Alexandria Engineering Journal
- Discipline: Engineering, applied science, engineering mathematics
- Language: English
- Edited by: Nabil Abbasy

Publication details
- History: 2000–present
- Publisher: Elsevier on behalf of the Faculty of Engineering, Alexandria University
- Frequency: Monthly
- Open access: Yes
- Impact factor: 6.4 (2025)

Standard abbreviations
- ISO 4: Alex. Eng. J.

Indexing
- ISSN: 1110-0168 (print) 2090-2670 (web)
- LCCN: 90660131
- OCLC no.: 708235255

Links
- Journal homepage; Online archive;

= Alexandria Engineering Journal =

The Alexandria Engineering Journal is a peer-reviewed and open-access scientific journal that covers experimental, theoretical, and computational aspects in the field of engineering and applied science. It is published monthly by Elsevier on behalf of the Faculty of Engineering, Alexandria University.

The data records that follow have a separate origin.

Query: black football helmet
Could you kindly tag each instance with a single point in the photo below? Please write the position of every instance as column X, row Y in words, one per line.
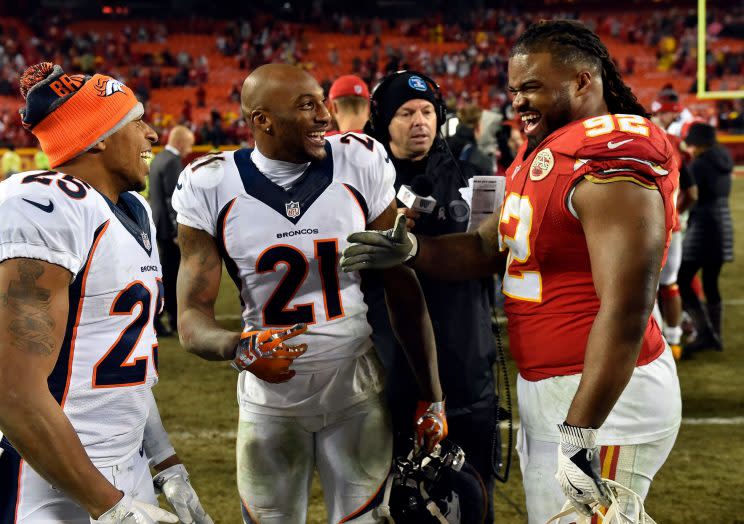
column 439, row 487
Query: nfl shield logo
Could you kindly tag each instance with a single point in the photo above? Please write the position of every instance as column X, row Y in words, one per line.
column 293, row 209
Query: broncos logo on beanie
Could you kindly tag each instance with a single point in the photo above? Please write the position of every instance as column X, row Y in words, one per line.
column 71, row 113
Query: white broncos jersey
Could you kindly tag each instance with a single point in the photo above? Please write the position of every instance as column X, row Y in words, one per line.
column 108, row 359
column 282, row 247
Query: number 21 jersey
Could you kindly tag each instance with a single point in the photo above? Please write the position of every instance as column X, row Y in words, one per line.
column 107, row 362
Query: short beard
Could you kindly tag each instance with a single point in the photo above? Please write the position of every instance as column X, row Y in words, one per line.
column 558, row 117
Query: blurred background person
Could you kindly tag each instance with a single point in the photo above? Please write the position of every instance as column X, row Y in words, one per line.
column 709, row 240
column 164, row 172
column 666, row 112
column 464, row 143
column 407, row 112
column 349, row 100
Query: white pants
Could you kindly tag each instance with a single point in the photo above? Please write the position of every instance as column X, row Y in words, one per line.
column 635, row 439
column 351, row 449
column 633, row 466
column 38, row 502
column 669, row 272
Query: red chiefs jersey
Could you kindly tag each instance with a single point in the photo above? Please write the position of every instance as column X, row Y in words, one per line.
column 551, row 302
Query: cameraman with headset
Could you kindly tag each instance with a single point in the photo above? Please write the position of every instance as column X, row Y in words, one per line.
column 407, row 111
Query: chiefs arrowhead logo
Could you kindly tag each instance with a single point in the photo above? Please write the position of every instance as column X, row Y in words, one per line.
column 542, row 165
column 108, row 86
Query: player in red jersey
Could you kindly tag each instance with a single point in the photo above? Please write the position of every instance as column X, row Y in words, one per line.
column 585, row 224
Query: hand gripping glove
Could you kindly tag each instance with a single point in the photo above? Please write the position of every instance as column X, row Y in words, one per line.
column 173, row 483
column 265, row 354
column 430, row 424
column 578, row 468
column 380, row 249
column 130, row 511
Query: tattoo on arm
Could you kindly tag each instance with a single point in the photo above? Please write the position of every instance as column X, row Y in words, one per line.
column 32, row 324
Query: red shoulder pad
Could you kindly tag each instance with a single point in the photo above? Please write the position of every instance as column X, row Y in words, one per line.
column 623, row 146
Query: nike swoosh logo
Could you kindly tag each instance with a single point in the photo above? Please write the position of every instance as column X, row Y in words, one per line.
column 615, row 145
column 48, row 208
column 578, row 491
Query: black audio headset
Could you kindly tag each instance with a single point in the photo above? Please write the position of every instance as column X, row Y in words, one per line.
column 379, row 128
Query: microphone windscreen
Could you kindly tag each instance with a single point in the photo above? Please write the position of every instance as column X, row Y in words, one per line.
column 421, row 185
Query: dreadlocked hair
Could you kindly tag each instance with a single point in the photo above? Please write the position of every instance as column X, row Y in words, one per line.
column 569, row 41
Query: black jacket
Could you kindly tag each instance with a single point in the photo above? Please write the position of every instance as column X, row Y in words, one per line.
column 460, row 311
column 164, row 172
column 710, row 232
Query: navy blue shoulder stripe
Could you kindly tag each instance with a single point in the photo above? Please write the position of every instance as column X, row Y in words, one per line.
column 291, row 203
column 360, row 199
column 57, row 380
column 133, row 216
column 230, row 265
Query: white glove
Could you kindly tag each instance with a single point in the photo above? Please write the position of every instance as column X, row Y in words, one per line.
column 173, row 483
column 578, row 468
column 380, row 249
column 130, row 511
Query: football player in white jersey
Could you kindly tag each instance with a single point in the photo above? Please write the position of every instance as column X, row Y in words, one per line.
column 80, row 281
column 278, row 216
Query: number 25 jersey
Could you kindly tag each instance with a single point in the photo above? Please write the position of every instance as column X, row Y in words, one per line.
column 551, row 302
column 282, row 246
column 107, row 361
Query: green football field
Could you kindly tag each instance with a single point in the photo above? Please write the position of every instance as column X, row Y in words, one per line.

Its current the editor-in-chief is Nabil Abbasy (Alexandria University).

==Sections==
The journal is organized in five sections:
- Chemical Engineering and Applied Sciences
- Civil and Architecture Engineering
- Electrical Engineering, Computer Science and Nuclear Engineering
- Environmental Engineering
- Mechanical, Production, Marine and Textile Engineering

==Abstracting and indexing==
The journal is abstracted and indexed in:
- Current Contents/Engineering, Computing & Technology
- Directory of Open Access Journals
- Ei Compendex
- Inspec
- Science Citation Index Expanded

According to the Journal Citation Reports, the journal has a 2025 impact factor of 6.4. Scopus coverage of the journal was discontinued in 2026.